/BFSandEditDistance

Implementation of BFS tasks & Edit Distance in Java

Primary LanguageJavaMIT LicenseMIT

BFSandEditDistance

Implementation of BFS tasks & Edit Distance (Wagner Fischer) in Java

  • Problem 1 (BFS) The BFS width search in a G graph selects a G top s as a starting point (in our program the top 1 is always selected as a starting point, since there will always be a node numbering starting from 1). The BFS algorithm belongs to the category of graph exploration algorithms and orders the graph in the form of a tree, exploring the peaks of G per level d = 0.1.2…, ie at increasing distance from s. (Level d: the peaks at a distance d from s). It is called against width because the current level d is plotted horizontally and examined top to top to give the next level d + 1. In our program we first read the file and create a list of neighbors, we use a queue to enter the neighboring peaks we are exploring, but also a HashMap <Integer, Boolean> type structure to note which peaks we have visited. The final BFS tree depends on the order of insertion of the adjacent peaks of a peak in the queue, but regardless of the series all BFS trees with the same starting point will have the same peaks at each level. The algorithm visits each peak at most once.

In BFS we have the following types of acne: Acne Tree: that leads to a first-time visitor Acne. Acne Horizontal: that connects two nodes at the same level Acne. Acne Cross: all the others Acnes.

Complexity: O (m + n), where m is the set of edges and n is the set of vertices / nodes.

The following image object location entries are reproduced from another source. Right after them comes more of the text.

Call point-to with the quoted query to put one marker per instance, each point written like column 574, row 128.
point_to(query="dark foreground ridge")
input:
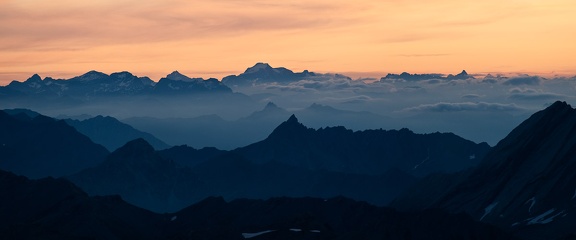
column 527, row 183
column 56, row 209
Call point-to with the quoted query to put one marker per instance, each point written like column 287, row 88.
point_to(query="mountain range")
column 40, row 146
column 371, row 168
column 93, row 84
column 111, row 133
column 56, row 209
column 365, row 152
column 526, row 184
column 214, row 131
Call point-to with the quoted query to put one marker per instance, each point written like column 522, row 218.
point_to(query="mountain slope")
column 111, row 133
column 42, row 146
column 137, row 173
column 312, row 218
column 264, row 73
column 527, row 182
column 365, row 152
column 56, row 209
column 147, row 179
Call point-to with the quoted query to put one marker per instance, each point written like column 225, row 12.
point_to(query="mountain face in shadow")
column 56, row 209
column 142, row 177
column 168, row 180
column 41, row 146
column 310, row 218
column 525, row 184
column 111, row 133
column 365, row 152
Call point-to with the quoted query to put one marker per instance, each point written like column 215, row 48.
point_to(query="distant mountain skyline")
column 365, row 38
column 275, row 73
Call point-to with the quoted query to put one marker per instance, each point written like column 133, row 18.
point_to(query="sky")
column 364, row 38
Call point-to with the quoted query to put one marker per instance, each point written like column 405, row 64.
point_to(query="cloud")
column 471, row 96
column 523, row 80
column 533, row 94
column 463, row 106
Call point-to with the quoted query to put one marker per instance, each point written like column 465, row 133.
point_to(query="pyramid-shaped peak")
column 34, row 78
column 177, row 76
column 258, row 67
column 91, row 75
column 559, row 105
column 292, row 119
column 123, row 74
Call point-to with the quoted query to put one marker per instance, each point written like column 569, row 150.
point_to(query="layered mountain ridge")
column 526, row 182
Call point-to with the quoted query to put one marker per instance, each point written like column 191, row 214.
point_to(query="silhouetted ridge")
column 136, row 145
column 291, row 128
column 526, row 183
column 270, row 105
column 34, row 78
column 366, row 152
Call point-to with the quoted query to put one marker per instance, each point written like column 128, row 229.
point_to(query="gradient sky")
column 364, row 38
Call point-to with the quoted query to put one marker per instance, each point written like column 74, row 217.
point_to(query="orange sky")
column 215, row 38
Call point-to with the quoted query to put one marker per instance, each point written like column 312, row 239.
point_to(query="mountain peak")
column 560, row 105
column 91, row 75
column 136, row 146
column 34, row 78
column 292, row 120
column 271, row 105
column 258, row 67
column 177, row 76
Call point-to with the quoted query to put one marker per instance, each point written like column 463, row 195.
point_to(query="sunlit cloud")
column 223, row 36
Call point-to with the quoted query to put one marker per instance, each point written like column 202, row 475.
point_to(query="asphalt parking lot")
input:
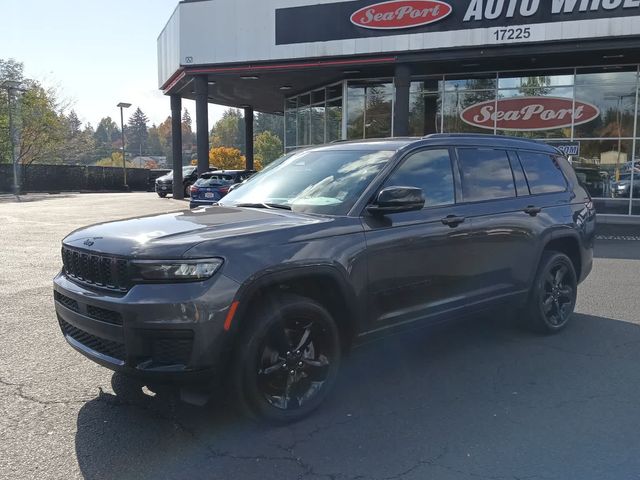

  • Problem 2 (Edit Distance) To calculate the minimum cost of aligning two strings known as edit distance, I decided to implement the Wagner-Fischer algorithm as a dynamic programming algorithm as you ask in your pronunciation. You basically rely on this algorithm observation that if we store in a table all the individual corrective distances, ie those between all the prefixes of the first with the second string then in the last element of the table there will be the corrective distance of the two strings. Details regarding the implementation of the algorithm itself are available in the comments of the code as well as the printing is possible. of the table (on the console) if you are uncommenting in series 97-119 of the EditDistance.java class and run the application. It is worth noting that in our implementation we do not have a case-sensitive policy, ie we treat every character, pedestrian or capital, the same, for example, a and A are equal. Still, each string is not limited to 100 characters, ie it has no limit (beyond what java has for Strings) in order to use it to calculate the edit distance between entire texts and in general to have a greater freedom for the user of the application. Finally, we added a little extra function to its appearance the similarity percentage of the two strings (the type that calculates the percentage exists in series 129 of the EditDistance.java class), so that the user understands that the smaller the edit distance, the higher the similarity rate.

Complexity: O (n * m), where n is the length of the first string and m is the length of the second string.